一、背景和优势说明
目前主要的两个ID生成算法为:UUID和雪花算法
UUID:实际上就是基于哈希算法(MD5,SHA等)将相关标识信息编码为一个散列值,其主要问题体现在效率上,另外哈希算法必然存在碰撞的可能,那么就没办法确保ID在时间上的互斥性,比如新生成的ID与已删除的ID发生碰撞。优势是使得ID具有随机性,无需依赖同步或中心发号器。
雪花算法:是基于定长编码的思想给出64比特的ID生成算法,但是依赖于中心发号器,类似改进算法则依赖于中心数据库,并且需时钟同步,否则必然产生相同ID。

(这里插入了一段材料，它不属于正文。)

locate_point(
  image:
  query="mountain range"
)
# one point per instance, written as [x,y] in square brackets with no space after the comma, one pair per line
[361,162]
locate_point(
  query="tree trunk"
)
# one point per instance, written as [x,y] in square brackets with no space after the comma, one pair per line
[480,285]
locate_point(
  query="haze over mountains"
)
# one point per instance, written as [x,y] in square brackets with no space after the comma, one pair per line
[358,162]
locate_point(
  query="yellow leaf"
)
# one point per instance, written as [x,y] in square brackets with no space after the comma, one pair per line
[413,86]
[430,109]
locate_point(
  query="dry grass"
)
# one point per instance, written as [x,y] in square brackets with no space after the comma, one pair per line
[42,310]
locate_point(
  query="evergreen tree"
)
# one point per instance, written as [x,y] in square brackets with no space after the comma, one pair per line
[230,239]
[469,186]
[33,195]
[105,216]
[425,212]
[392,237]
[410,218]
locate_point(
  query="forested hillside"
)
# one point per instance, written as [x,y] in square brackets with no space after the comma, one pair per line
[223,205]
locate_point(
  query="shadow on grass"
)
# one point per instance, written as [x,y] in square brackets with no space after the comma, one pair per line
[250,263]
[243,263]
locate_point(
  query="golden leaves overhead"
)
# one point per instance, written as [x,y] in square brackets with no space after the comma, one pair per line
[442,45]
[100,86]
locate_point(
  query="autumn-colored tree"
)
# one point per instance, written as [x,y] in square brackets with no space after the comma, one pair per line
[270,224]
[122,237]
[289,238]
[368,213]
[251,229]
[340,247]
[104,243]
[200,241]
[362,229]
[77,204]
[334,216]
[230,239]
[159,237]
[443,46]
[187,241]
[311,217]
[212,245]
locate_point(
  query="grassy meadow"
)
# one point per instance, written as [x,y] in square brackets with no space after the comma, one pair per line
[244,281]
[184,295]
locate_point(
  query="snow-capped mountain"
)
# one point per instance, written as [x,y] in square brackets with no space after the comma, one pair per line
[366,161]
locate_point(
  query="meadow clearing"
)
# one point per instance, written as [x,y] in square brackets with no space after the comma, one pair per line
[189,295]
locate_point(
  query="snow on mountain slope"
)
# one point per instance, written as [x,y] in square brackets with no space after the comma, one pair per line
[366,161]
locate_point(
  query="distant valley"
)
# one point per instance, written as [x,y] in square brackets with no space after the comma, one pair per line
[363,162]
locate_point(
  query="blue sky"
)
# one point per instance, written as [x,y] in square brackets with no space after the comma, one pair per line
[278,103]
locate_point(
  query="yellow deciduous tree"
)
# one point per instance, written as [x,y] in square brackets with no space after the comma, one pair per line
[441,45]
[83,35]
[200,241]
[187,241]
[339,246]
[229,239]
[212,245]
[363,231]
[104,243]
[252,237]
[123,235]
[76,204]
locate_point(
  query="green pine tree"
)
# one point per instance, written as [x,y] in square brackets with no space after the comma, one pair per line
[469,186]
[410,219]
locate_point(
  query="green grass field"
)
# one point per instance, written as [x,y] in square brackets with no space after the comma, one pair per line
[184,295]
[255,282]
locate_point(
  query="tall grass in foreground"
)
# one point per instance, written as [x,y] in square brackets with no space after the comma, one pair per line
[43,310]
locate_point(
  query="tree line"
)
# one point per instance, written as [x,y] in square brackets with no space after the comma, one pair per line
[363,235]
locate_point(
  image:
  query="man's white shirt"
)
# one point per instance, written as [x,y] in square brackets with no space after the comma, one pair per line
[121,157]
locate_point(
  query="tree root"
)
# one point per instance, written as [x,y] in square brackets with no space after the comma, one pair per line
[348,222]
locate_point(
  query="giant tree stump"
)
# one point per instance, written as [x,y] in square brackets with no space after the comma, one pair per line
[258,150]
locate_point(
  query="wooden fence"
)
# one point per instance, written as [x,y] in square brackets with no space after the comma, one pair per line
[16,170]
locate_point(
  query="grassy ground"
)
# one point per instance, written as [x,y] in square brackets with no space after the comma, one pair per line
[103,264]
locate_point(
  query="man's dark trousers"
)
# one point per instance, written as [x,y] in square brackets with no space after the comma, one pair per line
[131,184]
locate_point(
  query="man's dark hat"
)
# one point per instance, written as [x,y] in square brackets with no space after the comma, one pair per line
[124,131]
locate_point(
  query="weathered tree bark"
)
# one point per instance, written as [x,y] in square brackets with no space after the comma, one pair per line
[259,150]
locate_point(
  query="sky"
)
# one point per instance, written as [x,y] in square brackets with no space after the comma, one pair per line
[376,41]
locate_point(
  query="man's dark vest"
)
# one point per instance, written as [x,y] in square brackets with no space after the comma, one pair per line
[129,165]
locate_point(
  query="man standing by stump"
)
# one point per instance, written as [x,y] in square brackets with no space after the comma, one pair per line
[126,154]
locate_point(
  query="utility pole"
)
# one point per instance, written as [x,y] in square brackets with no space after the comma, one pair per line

森林算法(Forest Algorithm):是结合了UUID和雪花算法的优势,可以产生64(含)比特以上的ID生成算法,ID的前部分比特(如24比特,32比特)为哈希值,然后串联了不少于30比特的时间戳和不少于10比特的序号。所以具备如下特征:
- 1、采用MAC地址,数据库名,数据表名和时间戳前34比特串联成二进制序列计算出24位散列值,可适当调增散列值的长度
- 2、使用时间戳后30比特,所以散列值仅需12.4天计算一次。(长度可调整)
- 3、使用10位序号,支持同一时间戳下1024并发。(长度可调整)
ForestAlgorithm有如下特征:
- 1、去中心化,无需中心发号器或中心数据库
- 2、新生成的ID必然不同于已存在的ID
- 3、效率高,时间戳后30比特换算成年则可支持12.4天,于是12.4天散列值仅需计算一次,期间ID的生成效率优于雪花算法
- 4、无需考虑时间戳同步问题
- 5、生成的ID可保存在64比特的long型数据中,也可提升ID长度从而增加散列值、时间戳和序号适应范围;ID和散列值可分开应用或存储
- 6、因为增加了MAC地址,数据库名,数据表名,所以可以在服务器之间ID区别,库间ID区别,以及库内表间ID区别等。所以称为“森林算法”。
本文基于JAVA给出森林算法的DEMO以及实验效果,因为包括了WJLHA3,这里把WJLCoder.java和WJLHA3.java两个源代码贴出来,也可以访问连接:
唯一性数学证明请参看:
二、为什么不采用MD5、SHA或SM3?
首先这类哈希算法产生的哈希值不低于128位,那么就只能从中间选取几个字节,于是如何选择字节使得ID碰撞的概率最低是主要问题!无法确保选择的字节一定是碰撞低概率。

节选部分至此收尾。